19/1023. Había venido anoche para que le escucharan su cuento. Nada le importó si lo llegaban a publicar o no. “En verdad –me dijo– quiero que le prestes atención, como si jamás en la vida hubieras conocido algo parecido”.
Así tuvo que ser. Todos bien vestidos. La luz redonda abarcaba los pies. A muchos se nos obligó a permanecer sentados en la última fila. Nosotros nos consolamos pensando que los últimos serán los primeros. Como ella, que había dejado pasar mucho tiempo antes de atreverse. Que apenas tenía la osadía de leerme por teléfono varios borradores. Antes de comenzar, por supuesto, el amigo que hacía las veces de maitre (era la labor más sincera) se nos acercó con su usual: “¿quieren café?”. El nerviosismo nos acribillaba a tal punto que tuvimos que responder: “con azúcar, para disimular el veneno”.

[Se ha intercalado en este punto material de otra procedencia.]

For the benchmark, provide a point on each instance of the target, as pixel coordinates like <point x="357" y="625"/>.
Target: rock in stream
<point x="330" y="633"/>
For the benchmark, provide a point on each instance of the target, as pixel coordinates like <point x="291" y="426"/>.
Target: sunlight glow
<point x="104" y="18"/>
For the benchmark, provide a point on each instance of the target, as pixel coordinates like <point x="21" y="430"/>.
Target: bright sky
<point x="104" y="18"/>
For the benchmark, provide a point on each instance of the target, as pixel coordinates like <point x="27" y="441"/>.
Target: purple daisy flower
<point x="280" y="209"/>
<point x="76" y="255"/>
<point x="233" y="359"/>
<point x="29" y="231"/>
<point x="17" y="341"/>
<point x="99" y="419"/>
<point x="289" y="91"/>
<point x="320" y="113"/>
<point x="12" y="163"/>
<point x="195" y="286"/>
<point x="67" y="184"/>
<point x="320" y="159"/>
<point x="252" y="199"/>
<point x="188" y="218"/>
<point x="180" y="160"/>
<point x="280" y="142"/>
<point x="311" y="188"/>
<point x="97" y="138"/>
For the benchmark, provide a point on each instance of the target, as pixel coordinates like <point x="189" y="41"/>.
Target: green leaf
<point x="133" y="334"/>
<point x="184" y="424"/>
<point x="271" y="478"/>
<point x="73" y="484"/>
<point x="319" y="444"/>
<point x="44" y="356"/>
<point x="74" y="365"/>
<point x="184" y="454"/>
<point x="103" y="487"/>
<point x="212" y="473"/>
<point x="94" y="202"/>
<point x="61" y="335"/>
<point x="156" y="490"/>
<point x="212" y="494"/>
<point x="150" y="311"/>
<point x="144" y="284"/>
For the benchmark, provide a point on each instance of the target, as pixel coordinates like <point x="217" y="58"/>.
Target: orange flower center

Esperamos diez minutos, que para ella fueron diez segundos y para nosotros, diez años. Ella sería la víctima designada para esa noche y nosotros sus ridículos e inevitables verdugos. Claro que estábamos conscientes de su timidez, de su inseguridad, del dolor que la consumía por semanas y meses, si alguno de nosotros le hacía un comentario seco sobre su falta de estilo, sus prejuicios o su curiosa dispersión. Pero esa noche alguien tenía que arriesgarse a cumplir la misión, que los altos mandos de la inspiración le habían encargado. Al fin y al cabo, la única razón para permanecer allí, y no enclaustrarnos en el cuarto de los locos, era que, aunque nos gustara permanecer a solas, ahora nos hacía falta el contacto con los seres que habitan el lado contrario de la ventana. Aun sabiendo que los espectadores padecen de incongruentes deficiencias visuales, al punto de que ninguno está capacitado para decir la verdad.
Pues sí, todos estábamos preparados para el sacrificio y tratamos de ser lo más cortés posible. Línea por línea, la fuimos conduciendo a su destino. Uno de los lectores propuso: “vamos a ver que no suena”. Otro: “¡zas, que se lo quito!”. Uno por uno, todos vamos zigzagueando los lápices. De repente, uno de los compañeros la detiene, porque hay algo que no comprende. A partir de allí, ella prosigue atropelladamente, como si su única urgencia fuese cesar la lectura. Esperar la decisión.
Voces que corren por los cuatro vértices de la sala, que respiran los minutos suspendidos. Afuera los extraños se preguntan: “bueno, ¿y qué pasa?” El primero de la izquierda emite su opinión, porque ya está acostumbrado a cumplir con sus “responsabilidades”. La segunda pide que la esperen: “paso”. La tercera elogia el texto, lo encuentra muy bonito. El cuarto se rasca la cabeza y dice estar de acuerdo con la anterior. Como conclusión, todos quedamos muy felices.
Pero, precisamente, ahora que la tensión se ha distendido, que el nerviosismo ha desaparecido y que nos encontramos cómodamente instalados, dándole palmaditas y sonrisas de felicitación a la autora, ella nos mira enigmáticamente y permanece callada. Alguien más decidido que yo la conmina a hablar, a darnos una explicación. Entonces ella se ríe con todas sus ganas. Nuestro bochorno no tiene límites. Algunas pretenden levantarse en señal de protesta. Ella nos detiene y revela su secreto. Su rostro de espía se descubre, triunfal.
—Ahora sí, ya puede decirlo. Para que se enteren. ¿Saben una cosa? Que este cuento no lo escribí yo.
La autora
Iliana Gómez Berbesí
(Caracas, 1951-2021)
Licenciada en Letras por la Universidad Central de Venezuela. Escritora, cuentista, novelista, educadora, publicista y guionista venezolana. Sus obras se enfocan en la cultura de la ciencia ficción, siendo estudiosa de las formas del simbolismo e instructora de talleres literarios. Se destacó entre las escritoras femeninas de Venezuela en el género de cuentos cortos de ciencia ficción. Entre sus obras se cuentan Las criaturas de la ciencia ficción (2009), Secuencias de un hilo perdido (1982), Confidencias del cartabón (1981), Extraños viandantes (1990) y la novela ¡Alto!, no respire (1999). Entre otros reconocimientos, obtuvo el Premio de Narrativa de la Bienal José Antonio Ramos Sucre, Universidad de Oriente (1980); mención en narrativa del Concejo Municipal del Distrito Federal y finalista del concurso de cuentos del diario El Nacional (1981).